後輩のスキルが上がったり感謝されたりするとき、管理職をやってよかったなと思う

南里さん 管理職の大きな仕事の一つとして人材育成があると思います。先日、5年ほど前に転勤していった後輩と久しぶりに会ったところ、「南里さんと働いている時にできなかったことが、いまは経験として生きて、できるようになった」と言われました。

何年も前に部下だった方から年月を経て感謝をされると、ぐっとくるものがありましたね。

このように、管理職だからといって、何かを教えてすぐに相手から反応があることはないかもしれないけれど、後輩に少しでも影響を与えられるのはうれしいことですよね。そこは、私のビジネスライフの中の重要なエネルギー源となっている気がします。

田中さん 若者が育っていったり、スキルが上がっていったりするのを見るのは本当にうれしいですよね。

栢原さん 私から、管理職になるべきかどうか悩んでいる人にかける言葉があるとすれば、何をそんなに躊躇してるの。今までと違う景色が見られるよ!と言いたいですね(笑)。周りから声がかかっている時点で、一定の評価を受けているわけだから、自信を持っていいと思います。

南里さん 仮に失敗したとしても、あなただけの責任ではないんですよ!と言いたい。

廣松さん 特に女性の場合、「今後、結婚したら、子どもが生まれたら、仕事と両立できるだろうか?」など、まだ迎えていないライフイベントを先取りして不安になる人が多いように思います。これは男女関係なく言える話ですが、不安の先取りは、すごくもったいない。自分で自分にブレーキをかけないで、ぜひトライして欲しいなと思います。

 

変革期を乗り越え、新たな時代を切り開いてきた女性役員の皆さんの本音トークは、いかでしたか。今回の対談でも、女性リーダー人材の育成は、女性だけではなく、男性の働き方も含めて変えていくことが大事であること、またこういった女性リーダー育成につながる取り組みは一企業だけではなく、企業の枠組みを超えて取り組んでいくことも必要であるというお話がありました。

企業での女性活躍を推進する取り組みは、政府においても様々に行われています。最後に、その事例として、経済産業省が実施している、「女性のキャリア形成支援」と「男女問わない両立支援」を両輪で推進する「なでしこ銘柄」や、企業における女性リーダーの育成を目的とした施策についてご紹介します。

 

経済産業省が実施している施策

なでしこ銘柄

女性活躍推進に優れた上場企業を銘柄として選定し、投資家の方に紹介することで、各社の取り組みを加速化することを目的に経済産業省と東京証券取引所が共同で実施しています。

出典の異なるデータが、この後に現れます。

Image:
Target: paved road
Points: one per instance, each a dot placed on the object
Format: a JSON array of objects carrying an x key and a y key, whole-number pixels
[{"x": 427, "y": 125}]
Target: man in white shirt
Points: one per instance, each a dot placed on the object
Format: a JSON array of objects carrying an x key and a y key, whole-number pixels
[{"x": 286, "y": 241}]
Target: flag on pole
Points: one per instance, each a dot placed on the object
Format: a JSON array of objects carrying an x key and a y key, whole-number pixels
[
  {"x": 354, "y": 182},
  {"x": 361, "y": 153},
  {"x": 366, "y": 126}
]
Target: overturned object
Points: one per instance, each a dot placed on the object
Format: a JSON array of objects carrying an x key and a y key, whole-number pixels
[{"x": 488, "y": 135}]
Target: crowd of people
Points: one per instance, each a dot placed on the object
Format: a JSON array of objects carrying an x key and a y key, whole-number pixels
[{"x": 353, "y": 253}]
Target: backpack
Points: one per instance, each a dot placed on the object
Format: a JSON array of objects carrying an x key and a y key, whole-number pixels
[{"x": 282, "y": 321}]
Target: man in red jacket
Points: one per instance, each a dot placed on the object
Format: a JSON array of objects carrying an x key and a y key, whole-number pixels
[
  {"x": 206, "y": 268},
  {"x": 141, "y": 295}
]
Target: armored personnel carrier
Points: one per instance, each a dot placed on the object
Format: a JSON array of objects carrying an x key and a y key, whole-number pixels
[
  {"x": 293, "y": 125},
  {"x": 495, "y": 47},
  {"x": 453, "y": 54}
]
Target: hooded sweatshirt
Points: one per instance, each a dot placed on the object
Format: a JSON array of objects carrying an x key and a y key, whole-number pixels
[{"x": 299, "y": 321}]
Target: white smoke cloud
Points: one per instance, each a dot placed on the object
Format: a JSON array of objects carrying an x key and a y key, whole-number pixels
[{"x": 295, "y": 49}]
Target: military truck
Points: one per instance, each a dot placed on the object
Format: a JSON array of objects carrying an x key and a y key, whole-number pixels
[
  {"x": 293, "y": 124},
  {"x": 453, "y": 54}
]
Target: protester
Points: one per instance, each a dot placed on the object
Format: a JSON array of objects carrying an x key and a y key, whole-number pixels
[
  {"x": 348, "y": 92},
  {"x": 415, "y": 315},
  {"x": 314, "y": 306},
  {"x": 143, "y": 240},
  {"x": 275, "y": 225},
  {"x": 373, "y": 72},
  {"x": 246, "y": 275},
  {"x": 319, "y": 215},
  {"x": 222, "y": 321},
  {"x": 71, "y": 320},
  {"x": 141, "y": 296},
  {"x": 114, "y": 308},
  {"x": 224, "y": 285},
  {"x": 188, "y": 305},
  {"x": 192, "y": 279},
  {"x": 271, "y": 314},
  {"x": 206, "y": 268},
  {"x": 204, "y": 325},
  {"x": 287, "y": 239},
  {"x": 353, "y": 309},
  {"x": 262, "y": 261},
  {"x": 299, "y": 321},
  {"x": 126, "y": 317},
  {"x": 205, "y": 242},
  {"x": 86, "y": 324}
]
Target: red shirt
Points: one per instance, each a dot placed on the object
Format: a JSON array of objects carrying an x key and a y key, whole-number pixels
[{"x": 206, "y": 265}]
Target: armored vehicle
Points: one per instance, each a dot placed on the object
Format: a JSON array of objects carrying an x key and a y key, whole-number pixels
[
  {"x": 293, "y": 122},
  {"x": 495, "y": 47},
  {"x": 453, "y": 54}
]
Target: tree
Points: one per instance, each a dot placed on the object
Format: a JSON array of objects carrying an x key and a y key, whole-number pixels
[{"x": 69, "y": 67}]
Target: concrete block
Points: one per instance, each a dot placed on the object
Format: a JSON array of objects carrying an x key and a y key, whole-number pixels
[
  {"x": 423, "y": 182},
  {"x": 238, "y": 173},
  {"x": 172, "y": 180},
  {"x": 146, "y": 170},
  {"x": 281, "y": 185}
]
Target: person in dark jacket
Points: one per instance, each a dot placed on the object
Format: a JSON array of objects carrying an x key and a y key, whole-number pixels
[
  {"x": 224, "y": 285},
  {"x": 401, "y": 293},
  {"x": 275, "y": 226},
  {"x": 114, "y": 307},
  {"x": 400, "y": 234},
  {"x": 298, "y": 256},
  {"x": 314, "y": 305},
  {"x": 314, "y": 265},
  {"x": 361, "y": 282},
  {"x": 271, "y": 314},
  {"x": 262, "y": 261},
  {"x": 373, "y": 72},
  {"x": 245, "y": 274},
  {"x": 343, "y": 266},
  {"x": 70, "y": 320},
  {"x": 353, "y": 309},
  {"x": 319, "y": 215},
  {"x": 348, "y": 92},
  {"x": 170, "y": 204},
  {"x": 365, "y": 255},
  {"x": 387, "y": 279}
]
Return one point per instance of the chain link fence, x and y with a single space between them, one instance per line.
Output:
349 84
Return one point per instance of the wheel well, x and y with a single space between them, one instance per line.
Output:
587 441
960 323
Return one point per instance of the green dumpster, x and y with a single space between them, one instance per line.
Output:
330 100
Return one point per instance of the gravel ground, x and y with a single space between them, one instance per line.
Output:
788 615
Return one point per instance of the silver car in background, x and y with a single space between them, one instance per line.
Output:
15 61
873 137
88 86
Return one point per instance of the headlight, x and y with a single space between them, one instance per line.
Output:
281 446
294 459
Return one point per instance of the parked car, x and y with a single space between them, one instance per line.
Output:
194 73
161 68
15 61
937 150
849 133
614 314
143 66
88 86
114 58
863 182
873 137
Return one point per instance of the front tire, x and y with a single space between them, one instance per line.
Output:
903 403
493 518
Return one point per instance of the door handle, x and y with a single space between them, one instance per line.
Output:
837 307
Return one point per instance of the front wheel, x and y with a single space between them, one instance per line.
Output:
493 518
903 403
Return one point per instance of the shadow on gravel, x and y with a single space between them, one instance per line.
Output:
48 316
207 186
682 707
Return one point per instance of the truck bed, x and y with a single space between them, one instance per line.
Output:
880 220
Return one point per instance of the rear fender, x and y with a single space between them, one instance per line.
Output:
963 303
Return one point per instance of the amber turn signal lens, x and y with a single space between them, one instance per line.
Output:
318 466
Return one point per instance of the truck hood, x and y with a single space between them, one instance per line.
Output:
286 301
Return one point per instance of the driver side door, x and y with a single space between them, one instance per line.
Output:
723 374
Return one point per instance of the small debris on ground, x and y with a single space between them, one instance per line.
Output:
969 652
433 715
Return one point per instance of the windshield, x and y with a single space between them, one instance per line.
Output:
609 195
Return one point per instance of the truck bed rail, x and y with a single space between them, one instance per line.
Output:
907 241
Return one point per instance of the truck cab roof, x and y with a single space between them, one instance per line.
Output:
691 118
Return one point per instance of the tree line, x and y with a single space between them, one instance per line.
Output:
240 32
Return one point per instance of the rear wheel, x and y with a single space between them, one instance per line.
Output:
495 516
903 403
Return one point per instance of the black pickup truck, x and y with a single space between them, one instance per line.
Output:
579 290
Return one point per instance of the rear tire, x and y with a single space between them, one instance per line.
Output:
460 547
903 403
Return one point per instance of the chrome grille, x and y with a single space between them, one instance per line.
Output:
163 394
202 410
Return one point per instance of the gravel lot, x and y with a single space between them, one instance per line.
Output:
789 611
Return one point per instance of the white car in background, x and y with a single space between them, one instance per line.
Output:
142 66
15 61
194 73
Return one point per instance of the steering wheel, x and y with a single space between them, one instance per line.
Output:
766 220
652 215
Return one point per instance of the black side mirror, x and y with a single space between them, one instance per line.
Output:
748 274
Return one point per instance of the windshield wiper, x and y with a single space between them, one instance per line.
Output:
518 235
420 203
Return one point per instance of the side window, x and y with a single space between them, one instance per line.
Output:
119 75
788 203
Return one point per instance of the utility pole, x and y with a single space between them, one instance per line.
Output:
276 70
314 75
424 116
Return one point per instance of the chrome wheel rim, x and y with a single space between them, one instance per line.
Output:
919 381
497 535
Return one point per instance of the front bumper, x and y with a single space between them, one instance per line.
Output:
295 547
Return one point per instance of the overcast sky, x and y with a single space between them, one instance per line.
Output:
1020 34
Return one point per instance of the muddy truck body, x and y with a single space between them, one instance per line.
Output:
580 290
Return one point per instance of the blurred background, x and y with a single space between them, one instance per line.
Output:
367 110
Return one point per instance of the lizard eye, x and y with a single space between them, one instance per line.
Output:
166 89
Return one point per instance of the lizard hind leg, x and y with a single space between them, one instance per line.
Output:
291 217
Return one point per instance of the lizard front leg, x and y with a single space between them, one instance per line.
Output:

令和5年度は、「共働き・共育てを可能にする男女問わない両立支援」についての評価を拡充し、「採用から登用までの一貫したキャリア形成支援」とともに両輪で進めている企業を「なでしこ銘柄」として選定予定です。その中でも特に「共働き・共育てを可能にする男女問わない両立支援」についての取組が優れている企業を、新たに「Nextなでしこ 共働き・共育て支援企業」として選定することで、男女問わないキャリアとライフイベントの両立を推進しています。

なでしこ銘柄について:
https://www.meti.go.jp/policy/economy/jinzai/diversity/nadeshiko.html

 

女性リーダー育成研修「Women’s Initiative for Leadership(通称WIL)」

民間企業の女性リーダー人材の育成を目的として、経営者に必要な高い視座の獲得と企業横断的な人的ネットワーク構築の機会を提供することを目的とした研修で、2015年からスタートし、2023年度までに8期のプログラムを実施しました。延べ265人が参加し、受講生から女性役員も誕生しています。

WILについて:
https://www.meti.go.jp/policy/economy/jinzai/wil/index.html

 

クロスカンパニーメンタリング

女性の昇進意欲向上やリーダーシップ向上への後押しを目指し、さらにメンターとなる役員側の意識改革を図ることも目的に、2022年度に実施した企業横断型のメンタリングプログラムです。実施前、参加者のうち昇進を「強く望んでいる」、「望んでいる」と回答した女性は3割弱でしたが、実施後は約7割に大きく増加するなどの成果を上げました。企業や民間団体でも同様にクロスカンパニーメンタリングを実施できるようノウハウをまとめたPLAYBOOK*が公開されています。